Si TSMC et Samsung se partagent le marché des processeurs de pointe, ils utilisent pour les fabriquer des machines de photolithographie appelées scanners, pour lesquels il y a un seul producteur : le Néerlandais ASML, appuyé par l’Institut de microélectronique et composants belge IMEC. Étant donnée la finesse de dessin des circuits, ces appareils utilisent des longueurs d’onde dans l’ultra-violet extrême (EUV), et comme cela ne suffit pas ils utilisent des phénomènes de réfraction dans l’eau pour obtenir la finesse voulue : Lenses & mirrors : The complex optical systems in our machines reduce the image printed on a wafer to the nanometer level. Les optiques sont fabriquées par Zeiss.

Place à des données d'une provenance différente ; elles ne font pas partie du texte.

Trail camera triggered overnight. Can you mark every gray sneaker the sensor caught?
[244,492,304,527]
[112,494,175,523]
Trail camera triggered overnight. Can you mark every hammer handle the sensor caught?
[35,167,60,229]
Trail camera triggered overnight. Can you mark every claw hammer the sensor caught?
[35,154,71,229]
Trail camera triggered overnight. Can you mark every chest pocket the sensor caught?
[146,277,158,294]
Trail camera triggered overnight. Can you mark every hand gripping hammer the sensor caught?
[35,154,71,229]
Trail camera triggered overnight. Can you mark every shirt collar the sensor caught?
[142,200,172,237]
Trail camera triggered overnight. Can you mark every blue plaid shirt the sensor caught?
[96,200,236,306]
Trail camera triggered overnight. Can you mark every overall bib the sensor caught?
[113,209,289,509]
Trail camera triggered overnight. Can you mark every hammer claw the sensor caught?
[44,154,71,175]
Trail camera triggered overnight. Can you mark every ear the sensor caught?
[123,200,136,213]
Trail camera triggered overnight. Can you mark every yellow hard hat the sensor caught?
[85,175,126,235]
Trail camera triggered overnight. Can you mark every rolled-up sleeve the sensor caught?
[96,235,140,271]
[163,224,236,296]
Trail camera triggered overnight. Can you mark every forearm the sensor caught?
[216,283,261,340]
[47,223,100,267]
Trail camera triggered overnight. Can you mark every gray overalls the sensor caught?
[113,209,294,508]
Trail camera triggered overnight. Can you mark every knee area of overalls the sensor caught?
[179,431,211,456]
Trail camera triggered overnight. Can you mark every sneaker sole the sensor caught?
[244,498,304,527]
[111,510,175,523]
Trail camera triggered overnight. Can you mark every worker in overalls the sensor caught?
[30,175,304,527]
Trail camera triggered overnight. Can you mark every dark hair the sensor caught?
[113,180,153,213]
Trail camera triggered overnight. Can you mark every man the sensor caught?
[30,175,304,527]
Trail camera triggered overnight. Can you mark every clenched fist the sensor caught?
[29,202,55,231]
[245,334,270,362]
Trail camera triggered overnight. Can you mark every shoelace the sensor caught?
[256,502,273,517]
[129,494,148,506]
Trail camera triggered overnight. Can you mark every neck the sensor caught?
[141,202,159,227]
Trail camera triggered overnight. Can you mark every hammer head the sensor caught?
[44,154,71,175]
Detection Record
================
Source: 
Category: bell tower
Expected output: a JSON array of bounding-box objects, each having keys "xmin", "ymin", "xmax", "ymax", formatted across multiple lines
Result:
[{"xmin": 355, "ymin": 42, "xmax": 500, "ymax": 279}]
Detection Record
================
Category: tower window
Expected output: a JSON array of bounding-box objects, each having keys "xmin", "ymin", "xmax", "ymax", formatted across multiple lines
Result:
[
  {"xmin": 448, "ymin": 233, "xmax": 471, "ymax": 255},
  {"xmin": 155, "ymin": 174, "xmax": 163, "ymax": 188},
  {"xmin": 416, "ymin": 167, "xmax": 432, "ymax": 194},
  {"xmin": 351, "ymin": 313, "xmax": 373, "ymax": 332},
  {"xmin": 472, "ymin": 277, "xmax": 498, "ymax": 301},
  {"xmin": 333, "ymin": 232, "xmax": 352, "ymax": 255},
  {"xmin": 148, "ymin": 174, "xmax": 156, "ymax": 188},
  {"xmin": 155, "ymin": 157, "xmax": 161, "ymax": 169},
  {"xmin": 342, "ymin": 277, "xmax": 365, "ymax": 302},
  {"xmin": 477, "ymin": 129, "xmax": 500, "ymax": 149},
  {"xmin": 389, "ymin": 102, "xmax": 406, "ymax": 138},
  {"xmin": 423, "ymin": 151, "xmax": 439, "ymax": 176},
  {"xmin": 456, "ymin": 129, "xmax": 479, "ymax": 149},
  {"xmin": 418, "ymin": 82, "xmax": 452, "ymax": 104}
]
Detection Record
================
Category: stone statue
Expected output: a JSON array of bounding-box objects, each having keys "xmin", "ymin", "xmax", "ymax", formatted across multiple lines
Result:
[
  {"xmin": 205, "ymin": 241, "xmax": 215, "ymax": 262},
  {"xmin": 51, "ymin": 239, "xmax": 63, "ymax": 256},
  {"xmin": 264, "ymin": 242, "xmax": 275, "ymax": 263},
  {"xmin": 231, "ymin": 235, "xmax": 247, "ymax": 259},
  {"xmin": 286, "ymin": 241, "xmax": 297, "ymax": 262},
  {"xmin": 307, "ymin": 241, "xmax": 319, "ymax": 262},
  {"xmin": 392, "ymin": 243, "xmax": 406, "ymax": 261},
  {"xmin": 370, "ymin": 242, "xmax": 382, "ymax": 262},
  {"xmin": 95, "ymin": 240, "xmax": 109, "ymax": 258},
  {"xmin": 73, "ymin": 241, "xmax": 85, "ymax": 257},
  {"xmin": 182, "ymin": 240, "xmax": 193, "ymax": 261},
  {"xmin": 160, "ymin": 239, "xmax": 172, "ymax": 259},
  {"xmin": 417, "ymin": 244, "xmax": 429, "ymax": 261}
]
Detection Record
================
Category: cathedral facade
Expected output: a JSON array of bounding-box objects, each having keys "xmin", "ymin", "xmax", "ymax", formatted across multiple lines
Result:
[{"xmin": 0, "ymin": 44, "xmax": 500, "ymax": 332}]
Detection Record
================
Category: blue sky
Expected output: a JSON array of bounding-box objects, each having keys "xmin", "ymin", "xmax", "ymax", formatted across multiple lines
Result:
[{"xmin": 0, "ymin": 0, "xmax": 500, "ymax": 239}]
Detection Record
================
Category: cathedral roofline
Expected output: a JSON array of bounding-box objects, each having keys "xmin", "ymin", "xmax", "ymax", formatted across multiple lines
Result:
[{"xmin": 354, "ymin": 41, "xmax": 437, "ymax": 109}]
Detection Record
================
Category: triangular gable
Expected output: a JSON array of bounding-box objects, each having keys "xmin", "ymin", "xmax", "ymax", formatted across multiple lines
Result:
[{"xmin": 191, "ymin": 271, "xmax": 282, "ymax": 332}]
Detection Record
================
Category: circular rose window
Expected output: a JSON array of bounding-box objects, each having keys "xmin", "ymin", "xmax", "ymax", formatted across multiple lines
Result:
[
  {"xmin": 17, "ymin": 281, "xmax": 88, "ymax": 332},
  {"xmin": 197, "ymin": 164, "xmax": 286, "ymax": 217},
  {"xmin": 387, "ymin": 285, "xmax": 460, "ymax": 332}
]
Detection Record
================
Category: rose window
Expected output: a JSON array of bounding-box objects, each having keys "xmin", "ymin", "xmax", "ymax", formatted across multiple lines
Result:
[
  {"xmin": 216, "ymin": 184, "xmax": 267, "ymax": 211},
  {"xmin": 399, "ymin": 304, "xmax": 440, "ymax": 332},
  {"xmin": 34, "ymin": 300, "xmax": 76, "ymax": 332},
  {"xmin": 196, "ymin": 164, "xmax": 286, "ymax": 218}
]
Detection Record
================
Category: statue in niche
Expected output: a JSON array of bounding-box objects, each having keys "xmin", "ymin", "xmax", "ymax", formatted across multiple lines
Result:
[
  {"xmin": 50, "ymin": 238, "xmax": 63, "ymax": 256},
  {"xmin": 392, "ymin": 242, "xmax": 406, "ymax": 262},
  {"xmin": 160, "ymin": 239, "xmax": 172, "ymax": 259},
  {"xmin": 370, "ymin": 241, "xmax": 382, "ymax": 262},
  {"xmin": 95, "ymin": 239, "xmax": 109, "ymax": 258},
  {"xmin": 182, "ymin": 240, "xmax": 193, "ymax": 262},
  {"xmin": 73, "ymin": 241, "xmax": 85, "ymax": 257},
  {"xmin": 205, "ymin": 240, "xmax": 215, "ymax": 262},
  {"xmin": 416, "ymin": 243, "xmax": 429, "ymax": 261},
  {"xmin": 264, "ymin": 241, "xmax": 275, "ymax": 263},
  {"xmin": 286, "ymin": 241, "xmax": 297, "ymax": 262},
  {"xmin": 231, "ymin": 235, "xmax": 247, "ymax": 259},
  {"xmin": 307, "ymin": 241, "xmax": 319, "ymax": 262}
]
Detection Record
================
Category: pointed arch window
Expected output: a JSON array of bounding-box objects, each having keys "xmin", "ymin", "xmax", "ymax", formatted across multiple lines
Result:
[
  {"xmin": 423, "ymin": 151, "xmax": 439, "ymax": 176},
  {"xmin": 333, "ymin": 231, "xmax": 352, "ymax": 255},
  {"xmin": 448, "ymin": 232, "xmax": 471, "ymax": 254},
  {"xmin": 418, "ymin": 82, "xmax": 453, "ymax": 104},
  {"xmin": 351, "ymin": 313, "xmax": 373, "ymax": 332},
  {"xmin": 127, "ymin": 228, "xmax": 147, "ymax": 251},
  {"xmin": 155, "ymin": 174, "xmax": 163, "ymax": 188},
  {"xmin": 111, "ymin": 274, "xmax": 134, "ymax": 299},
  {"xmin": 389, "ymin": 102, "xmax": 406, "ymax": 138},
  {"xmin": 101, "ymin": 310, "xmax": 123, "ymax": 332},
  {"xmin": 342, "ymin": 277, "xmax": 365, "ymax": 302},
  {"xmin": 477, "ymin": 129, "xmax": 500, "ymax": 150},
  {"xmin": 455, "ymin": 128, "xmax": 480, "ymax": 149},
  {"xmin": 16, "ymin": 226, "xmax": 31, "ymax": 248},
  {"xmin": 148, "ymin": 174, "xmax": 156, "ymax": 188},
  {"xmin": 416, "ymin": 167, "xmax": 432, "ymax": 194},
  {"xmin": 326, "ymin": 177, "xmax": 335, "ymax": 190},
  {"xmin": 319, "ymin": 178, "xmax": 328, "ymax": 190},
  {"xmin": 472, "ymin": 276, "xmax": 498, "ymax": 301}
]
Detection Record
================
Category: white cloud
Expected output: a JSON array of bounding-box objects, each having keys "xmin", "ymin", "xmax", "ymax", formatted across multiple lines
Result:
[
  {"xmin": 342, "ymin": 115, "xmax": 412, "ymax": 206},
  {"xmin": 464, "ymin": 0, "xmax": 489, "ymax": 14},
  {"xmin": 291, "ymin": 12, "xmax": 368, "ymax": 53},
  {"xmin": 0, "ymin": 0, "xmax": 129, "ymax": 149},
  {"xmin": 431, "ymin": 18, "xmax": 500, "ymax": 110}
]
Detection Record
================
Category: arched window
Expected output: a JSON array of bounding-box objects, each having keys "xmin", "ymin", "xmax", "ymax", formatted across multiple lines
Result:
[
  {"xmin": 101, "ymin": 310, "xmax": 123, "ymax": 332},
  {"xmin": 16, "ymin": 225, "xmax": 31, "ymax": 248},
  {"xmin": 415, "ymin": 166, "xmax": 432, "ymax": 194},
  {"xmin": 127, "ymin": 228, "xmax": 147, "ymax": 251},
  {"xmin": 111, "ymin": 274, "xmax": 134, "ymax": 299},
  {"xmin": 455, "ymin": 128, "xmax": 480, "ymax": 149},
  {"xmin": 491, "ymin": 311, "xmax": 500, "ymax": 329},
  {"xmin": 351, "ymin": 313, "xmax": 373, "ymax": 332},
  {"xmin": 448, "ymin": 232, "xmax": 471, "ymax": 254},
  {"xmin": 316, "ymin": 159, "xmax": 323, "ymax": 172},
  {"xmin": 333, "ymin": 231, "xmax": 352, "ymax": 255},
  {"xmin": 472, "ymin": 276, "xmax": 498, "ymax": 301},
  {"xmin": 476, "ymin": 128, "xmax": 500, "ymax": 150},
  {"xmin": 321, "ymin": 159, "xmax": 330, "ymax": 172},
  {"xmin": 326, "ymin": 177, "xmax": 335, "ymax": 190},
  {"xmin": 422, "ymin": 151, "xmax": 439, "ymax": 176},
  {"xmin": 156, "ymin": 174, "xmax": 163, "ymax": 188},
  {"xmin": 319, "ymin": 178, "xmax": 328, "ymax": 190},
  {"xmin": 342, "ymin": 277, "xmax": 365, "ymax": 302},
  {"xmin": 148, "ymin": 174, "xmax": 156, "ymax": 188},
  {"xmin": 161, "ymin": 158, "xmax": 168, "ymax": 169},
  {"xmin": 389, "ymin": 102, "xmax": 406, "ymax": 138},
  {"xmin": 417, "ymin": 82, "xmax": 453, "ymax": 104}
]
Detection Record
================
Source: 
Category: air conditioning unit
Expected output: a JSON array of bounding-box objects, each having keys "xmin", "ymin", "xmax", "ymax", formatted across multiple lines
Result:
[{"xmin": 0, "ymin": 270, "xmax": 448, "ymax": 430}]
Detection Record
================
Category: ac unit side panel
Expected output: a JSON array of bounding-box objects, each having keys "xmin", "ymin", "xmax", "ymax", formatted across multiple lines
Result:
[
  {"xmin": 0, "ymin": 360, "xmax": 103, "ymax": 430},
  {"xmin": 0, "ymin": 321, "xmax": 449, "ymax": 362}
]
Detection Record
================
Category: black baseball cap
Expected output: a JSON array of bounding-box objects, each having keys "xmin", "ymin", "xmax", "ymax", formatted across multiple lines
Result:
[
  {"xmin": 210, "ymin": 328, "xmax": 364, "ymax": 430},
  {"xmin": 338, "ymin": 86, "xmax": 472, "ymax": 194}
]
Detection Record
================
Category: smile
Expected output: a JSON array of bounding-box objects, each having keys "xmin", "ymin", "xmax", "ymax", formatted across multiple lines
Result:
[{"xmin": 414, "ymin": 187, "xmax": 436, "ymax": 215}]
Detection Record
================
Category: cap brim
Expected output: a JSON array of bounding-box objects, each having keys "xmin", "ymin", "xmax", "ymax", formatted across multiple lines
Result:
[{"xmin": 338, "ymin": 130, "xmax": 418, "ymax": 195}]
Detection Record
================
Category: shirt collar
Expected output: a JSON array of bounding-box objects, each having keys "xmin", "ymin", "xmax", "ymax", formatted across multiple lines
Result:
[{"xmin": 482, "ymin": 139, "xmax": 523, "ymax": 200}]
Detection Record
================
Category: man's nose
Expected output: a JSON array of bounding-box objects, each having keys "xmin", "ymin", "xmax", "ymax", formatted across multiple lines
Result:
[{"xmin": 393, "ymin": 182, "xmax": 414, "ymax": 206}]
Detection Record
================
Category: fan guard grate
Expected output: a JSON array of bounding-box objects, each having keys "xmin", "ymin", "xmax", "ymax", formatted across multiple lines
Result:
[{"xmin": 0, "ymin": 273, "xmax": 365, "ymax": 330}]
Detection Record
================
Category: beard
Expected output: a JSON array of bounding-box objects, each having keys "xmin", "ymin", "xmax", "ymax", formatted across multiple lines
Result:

 Comment Apple a imposé le 5 nanomètres

À l’époque de la génération 10nm (2017), ASML avait beaucoup de mal à obtenir les résultats voulus pour passer au 7 puis au 5nm, et essayait de convaincre ses clients (Intel, Samsung, TSMC, Global Foundries...) de contribuer au financement, mais personne ne voulait s’aventurer sur ce terrain très risqué, et chacun se déclarait satisfait avec le 10nm, à la rigueur 7nm.

C’est Apple, un des gros clients de TSMC, qui a exigé des composants en 5nm, et qui d’ailleurs en a financé les développements conjoints avec ASML : ASML is the key to Intel’s Resurrection Just like ASML helped TSMC beat Intel.

C’est donc grâce à Apple que TSMC et ASML ont pris un avantage décisif sur leurs concurrents : Its all about the Transistors- 57 Billion reasons why Apple/TSMC are crushing it,

Intel paie aujourd’hui le prix d’avoir confié son gouvernail à un gestionnaire : ils ont pris un retard considérable sur leurs concurrents, avec une architecture franchement obsolète qui ne survit que par la grâce d’une base considérable de logiciels existants (comme IBM, mutatis mutandis). En 2012 Intel avait investi 15% du capital d’ASML, puis avait tout revendu avec de grosses plus-values une fois les résultats atteints. Aujourd’hui Intel aurait grand besoin d’investisseurs à son secours. Peut-être ASML...

 Production de silicium et de wafers

Il n’est pas évident de le trouver, cet article un peu ancien de L’Usine nouvelle nous apprend qui produit les wafers. Et l’article adéquat de Wikipédia nous apprend comment on obtient le silicium de qualité voulue.